Ford/Collections of The Henry Ford

Ted Ryan may have the greatest job in the world. Ford’s heritage and archives manager spends much of his time buried in the past—figuratively speaking—as the caretaker of Ford’s treasure trove of historical documents.

“Few [outside Ford] have ever seen this stuff,” Ryan told us in July. “We’re the memory of the Ford Motor Company.”

That responsibility provides Ryan with the opportunity to share some of his fascinating discoveries. Yesterday we told you about unpublished 1968 archival photos of Santa Claus and an iced-over, first-generation Bronco inside Ford’s extreme-weather testing facility. Today, we’re bringing the heat with never-before-seen GT40 development documents that were recently donated by retired Ford Motor Company engineer Don Eichstaedt.

Eichstaedt’s donation came after a referral from another retired Ford engineer, Mose Noland, who had been part of the winning GT40 team at the 1966 24 Hours of Le Mans. The GT40 program received national attention in last year’s hit movie Ford v Ferrari.

Among the items from Eichstaedt is the Testing and Development Booklet from the GT and Sports Car Project for the Advanced Vehicles Division.
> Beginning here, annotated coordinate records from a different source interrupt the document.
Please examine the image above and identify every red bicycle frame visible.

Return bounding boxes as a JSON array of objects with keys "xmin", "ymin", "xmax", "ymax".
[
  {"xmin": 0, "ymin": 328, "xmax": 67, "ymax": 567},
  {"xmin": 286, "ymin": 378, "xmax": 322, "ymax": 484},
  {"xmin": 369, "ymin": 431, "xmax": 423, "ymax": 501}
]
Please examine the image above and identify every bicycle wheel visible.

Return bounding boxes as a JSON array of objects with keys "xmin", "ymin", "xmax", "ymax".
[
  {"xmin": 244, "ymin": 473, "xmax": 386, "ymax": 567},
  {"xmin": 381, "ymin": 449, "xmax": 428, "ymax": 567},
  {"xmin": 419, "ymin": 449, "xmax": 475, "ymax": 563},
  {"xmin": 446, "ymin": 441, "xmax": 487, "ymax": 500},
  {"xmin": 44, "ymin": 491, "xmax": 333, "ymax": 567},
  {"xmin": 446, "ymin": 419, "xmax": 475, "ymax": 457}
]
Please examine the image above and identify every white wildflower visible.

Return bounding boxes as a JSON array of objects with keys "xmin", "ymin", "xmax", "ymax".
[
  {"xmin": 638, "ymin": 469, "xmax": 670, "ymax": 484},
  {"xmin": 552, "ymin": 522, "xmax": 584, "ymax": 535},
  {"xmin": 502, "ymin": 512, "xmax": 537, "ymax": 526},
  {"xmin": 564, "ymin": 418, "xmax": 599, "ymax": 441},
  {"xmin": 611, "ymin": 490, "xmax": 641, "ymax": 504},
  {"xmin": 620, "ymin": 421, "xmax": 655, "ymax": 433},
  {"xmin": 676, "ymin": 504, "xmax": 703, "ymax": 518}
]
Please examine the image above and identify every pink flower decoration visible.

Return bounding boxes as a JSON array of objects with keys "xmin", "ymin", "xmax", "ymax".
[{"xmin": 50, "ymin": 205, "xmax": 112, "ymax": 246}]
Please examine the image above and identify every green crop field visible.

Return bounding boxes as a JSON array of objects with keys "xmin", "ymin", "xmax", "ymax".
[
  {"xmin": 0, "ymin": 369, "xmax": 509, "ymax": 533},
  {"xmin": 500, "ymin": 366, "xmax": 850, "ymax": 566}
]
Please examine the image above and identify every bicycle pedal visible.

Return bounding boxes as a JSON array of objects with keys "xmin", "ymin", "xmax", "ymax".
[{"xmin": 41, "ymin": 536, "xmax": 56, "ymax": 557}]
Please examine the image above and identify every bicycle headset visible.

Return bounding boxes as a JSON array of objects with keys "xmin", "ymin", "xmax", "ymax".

“While the story of the initial test run at Le Mans has been told many times, this booklet gives first person accounts and documents each of the trial runs of the GT,” Ryan says. “Via the project summary of the beginning of the booklet, we can track the development and refinement of the cars throughout 1964.

“I have highlighted two test events, the initial trial of the car at the M.I.R.A Proving Grounds in England on April 8, 1964, and the first trial at Le Mans on April 18, 1964. As you read through the reports, it becomes apparent that the cars still needed considerable work before they could be considered race worthy.”

Ryan says “the most glaring issue was the car’s instability at high speeds—not what any driver wants to hear on a track where top speeds could be in excess of 200 mph.”

The second document Ryan shared is the John Wyer Illustrated Parts List.

“Many people forget that while the racing versions of the GT40 were winning the headlines and races at Le Mans, a passenger version of the GT was also being produced,” Ryan says.

After Ford Motor Company closed the Advanced Vehicles Division following the 1967 racing season, John Wyer—who had been working on the program—opened J.W. Automotive Engineering Limited (cofounded by Wyer and his partner, John Willment), to produce the street version of the GT40.

“These vintage vehicles are extremely rare and quite valuable,” Ryan says. “The version of the parts list that Don donated was the first I had seen and will be a tremendous addition to our collection.”

Ford’s archives include 16,000-cubic-feet of paper material, more than 1,000,000 photos, and countless films and videos stored in an environmentally controlled space, but Ryan says there’s always room for more. And thanks to Eichstaedt, “we now have some new treasures to add.”